Lex
C++ library for Lua style pattern matching
Install / Use
/learn @PG1003/LexREADME
lex
A C++ library for Lua style pattern matching.
The standard library of the Lua program language includes a minimalistic pattern matching capability with features you won't find in common regular expressions implementations. This library provides an easy integration of Lua style pattern matching into your C++ application.
The library is tested by a simple test program that includes tests that are ported from the Lua test suite.
There are additional tests to verify parts that are specific for the implementation of this library.
You can also use the test program to toy with the library.
This project includes a makefile to build the test program but doesn't include makefiles or project files to build the library. Integration in your own build environment should be easy since the library consists of only 2 source files (lex.h and lex.cpp) without any external dependencies.
Features
The features listed here are specific for this implementation, not about the capabilities of Lua's pattern matching.
- Uses only the C++ standard library, no external dependencies.
- Full compatability with the match patterns as implemented in Lua 5.4.
- Support for a wide range of string types such as std::string, std::string_view, character arrays and pointers. All of these can be based on the character types as defined by C++17 and C++20.
- Match a string with a pattern.
- Substitute a matching pattern by a replacement pattern or the result of a function that is called for each match.
- Iterate over a string with a pattern.
Requirements
- Minimal a C++17 compliant compiler.
Examples
Match a word at the begin of a string
// 1 Our input string to match.
std::string str = "Hello world!";
// 2 Match a word at the beginning of a string.

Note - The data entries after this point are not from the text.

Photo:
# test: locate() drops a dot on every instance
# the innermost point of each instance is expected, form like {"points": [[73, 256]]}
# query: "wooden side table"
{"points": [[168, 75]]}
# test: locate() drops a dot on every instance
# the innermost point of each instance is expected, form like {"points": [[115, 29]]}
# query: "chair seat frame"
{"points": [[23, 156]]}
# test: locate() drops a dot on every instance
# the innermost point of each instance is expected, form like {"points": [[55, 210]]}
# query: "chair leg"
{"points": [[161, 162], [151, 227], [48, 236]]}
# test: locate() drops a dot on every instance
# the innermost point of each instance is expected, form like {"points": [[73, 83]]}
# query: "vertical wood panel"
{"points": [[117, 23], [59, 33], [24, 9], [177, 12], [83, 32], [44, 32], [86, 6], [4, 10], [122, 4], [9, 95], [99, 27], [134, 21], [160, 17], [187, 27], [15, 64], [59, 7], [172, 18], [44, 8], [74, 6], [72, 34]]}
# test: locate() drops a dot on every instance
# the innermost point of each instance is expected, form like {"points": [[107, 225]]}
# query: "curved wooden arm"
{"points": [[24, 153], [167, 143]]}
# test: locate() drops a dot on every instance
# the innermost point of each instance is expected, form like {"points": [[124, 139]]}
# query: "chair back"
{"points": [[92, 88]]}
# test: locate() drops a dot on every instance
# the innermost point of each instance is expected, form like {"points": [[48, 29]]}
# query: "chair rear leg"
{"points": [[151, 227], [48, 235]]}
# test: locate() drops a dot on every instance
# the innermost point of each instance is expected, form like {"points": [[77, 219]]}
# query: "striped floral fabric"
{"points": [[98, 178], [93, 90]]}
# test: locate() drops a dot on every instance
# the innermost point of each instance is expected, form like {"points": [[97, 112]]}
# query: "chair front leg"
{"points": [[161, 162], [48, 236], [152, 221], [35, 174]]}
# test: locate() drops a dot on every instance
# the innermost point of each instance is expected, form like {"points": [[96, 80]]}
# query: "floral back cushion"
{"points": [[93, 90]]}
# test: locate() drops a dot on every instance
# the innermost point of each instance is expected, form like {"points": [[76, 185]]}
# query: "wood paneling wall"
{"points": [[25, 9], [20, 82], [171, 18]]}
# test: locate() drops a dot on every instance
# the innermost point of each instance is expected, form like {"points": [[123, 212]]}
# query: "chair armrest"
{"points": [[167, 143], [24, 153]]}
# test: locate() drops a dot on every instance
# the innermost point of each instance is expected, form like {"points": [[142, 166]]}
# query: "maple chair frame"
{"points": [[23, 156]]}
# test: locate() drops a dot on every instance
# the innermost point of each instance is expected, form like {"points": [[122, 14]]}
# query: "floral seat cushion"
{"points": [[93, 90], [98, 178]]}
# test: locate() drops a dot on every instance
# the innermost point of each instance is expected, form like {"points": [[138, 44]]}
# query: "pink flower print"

auto result = pg::lex::match( str, "^%a+" );
// 3 Validate if there was a match.
assert( result );
// 4 Print the match.
std::cout << "Match: " << result.at( 0 ) << '\n';
Output:
Match: Hello
Match with a capture
// 1 Our input string.
std::wstring str = "Hello PG1003!";
// 2 Match and capture 'PG'.
auto result = pg::lex::match( str, "(%a+)%d+" );
// 3 Validate if there was a match
assert( result );
// 4 Print the capture.
std::cout << "Capture: "<< result.at( 0 ) << '\n';
Output:
Capture: PG
Iterate with a pattern
// 1 Our input string.
auto str = u"foo = 42; bar= 1337; baz = PG =1003 ;";
// 2 Iterate over all key/value pairs.
for( auto match : pg::lex::gmatch( str, "(%a+)%s*=%s*(%d+)%s*;" ) )
{
// 3 The match should have 2 captures.
assert( match.size() == 2 );
// 4 Print the key/value pairs.
std::cout << "Key: " << match.at( 0 ) << ", Value: " << match.at( 1 ) << '\n';
}
Output:
Key: foo, Value: 42
Key: bar, Value: 1337
Key: PG, Value: 1003
Substitution with a replacement pattern
// 1 Our input string.
auto str = "foo =\t42; bar= 1337; pg =1003 ;";
// 2 Match pattern.
auto pat = "(%a+)%s*=%s*(%d+)%s*;";
// 3 Replacement pattern.
auto repl = "%1=%2;";
// 4 Do the global substitution.
auto result = pg::lex::gsub( str, pat, repl );
// 5 Print result.
std::cout << reslult << '\n';
}
Output:
foo=42; bar=1337; pg=1003;
Substitution with a function
// 1 Our input string.
auto str = "one two three four";
// 2 Function that generates the replacement.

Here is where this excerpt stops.